Manitoba prosecutor Courtney St. Croix — for her handling of a particular youth court case that is, in my experience, exceptional in its thuggery.

Some preface is needed:

It would be very easy for Crowns (I’d surmise) when handling certain youth cases anyways, to simply throw up one’s prosecutorial hands and be done with things. Make a deal for probation and close the book on it.

The YCJA, and its emphasis on rehabilitation of young criminals first can (and some in the public overtly agree) thwart some citizens’ views of actual justice being done.

Those arguments are always met with a version of the same argument: “They’re just kids, and we don’t give up on kids.”

Now while that’s a worthwhile credo, sometimes kids do, to put it mildly, the darndest things.

Such was the case of now-16-year-old ‘S’, who faced the music Wednesday for her participation in two robberies in summer 2010.

My Winnipeg Sun story is here for the gist of things and to give the full flavor from the victim’s perspective of how serious the crime was, here in the robbery capital of Canada.

(Aside: How many other untold horror stories like this are out there?)

What’s interesting about the case is that the co-accused got a short, sharp shock in jail, despite her lesser degree of participation. Held the victim down and gave her one kick.

Not so for S. She walked away Wednesday with two years of supervised probation, admittedly with some stringent conditions for the first few months.

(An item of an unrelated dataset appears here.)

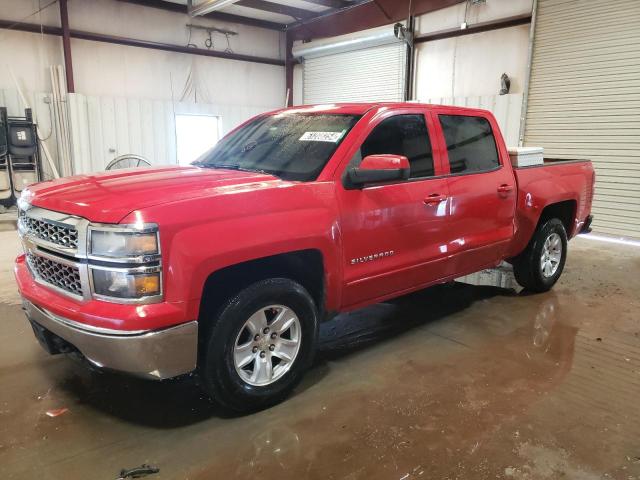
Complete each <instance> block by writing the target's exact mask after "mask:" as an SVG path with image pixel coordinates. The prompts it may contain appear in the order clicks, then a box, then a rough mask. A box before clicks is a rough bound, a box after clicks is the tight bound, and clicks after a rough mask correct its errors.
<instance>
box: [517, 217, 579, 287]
mask: <svg viewBox="0 0 640 480" xmlns="http://www.w3.org/2000/svg"><path fill="white" fill-rule="evenodd" d="M557 248H559V249H560V251H559V254H558V250H557ZM554 259H557V263H555V262H554ZM566 260H567V232H566V231H565V229H564V225H563V224H562V222H561V221H560V220H558V219H557V218H552V219H550V220H547V221H545V222H543V223H541V224H540V225H539V226H538V228H537V229H536V231H535V232H534V234H533V237H532V238H531V241H530V242H529V245H527V248H526V249H525V250H524V252H522V253H521V254H520V255H519V256H518V257H517V258H516V259H515V261H514V262H513V273H514V274H515V277H516V280H517V281H518V283H519V284H520V285H522V286H523V287H524V288H525V289H526V290H529V291H531V292H536V293H541V292H547V291H549V290H551V288H552V287H553V286H554V285H555V283H556V282H557V281H558V279H559V278H560V275H562V270H563V269H564V264H565V262H566Z"/></svg>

Despite randomly picking a stranger to attack, brutally beat and strangle for no apparent reason — two days after robbing another guy behind a 7-11 — S won’t do any real time.

Quoth the victim:

“The experience was terrifying. I remember pure terror and thinking I may die because people I have never met randomly decided that it might be so,” the victim, her voice often choking with emotion, said. “I vividly recall looking into (her attacker’s) eyes and saying, ‘Please don’t do this,’ right before she threw the first punch.”

Her pleas made no difference, she said. She told court she remembers being kicked in the head countless times and strangled with a scarf and a headphone cord as she lay prone, pinned to the ground by a co-accused — another teen girl. She eventually blacked out, she said.

The judge in the case, Sandra Chapman, cited her lack of criminal record, a somewhat positive PSR and a show of remorse as being among the reasons to keep her out of the MYC.

But I can’t help but feel it was the presence of the teen’s cooing newborn in court that really paved a jail-free road for her.

“I cannot ignore the importance of a mom to a baby at early stages,” Chapman said, who added putting her in juvie jail may simply aid in her re-involvement in crime.

All that aside — Crown attorney St. Croix walked into court that morning and asked — no, pushed — for the girl to go to real jail for what what was labeled a serious violent offence — a Crown request Chapman called “not unreasonable” in light of S’s brutal act.

And for that, Ms. St. Croix garners the second-ever Golden Crown award. Thanks for trying.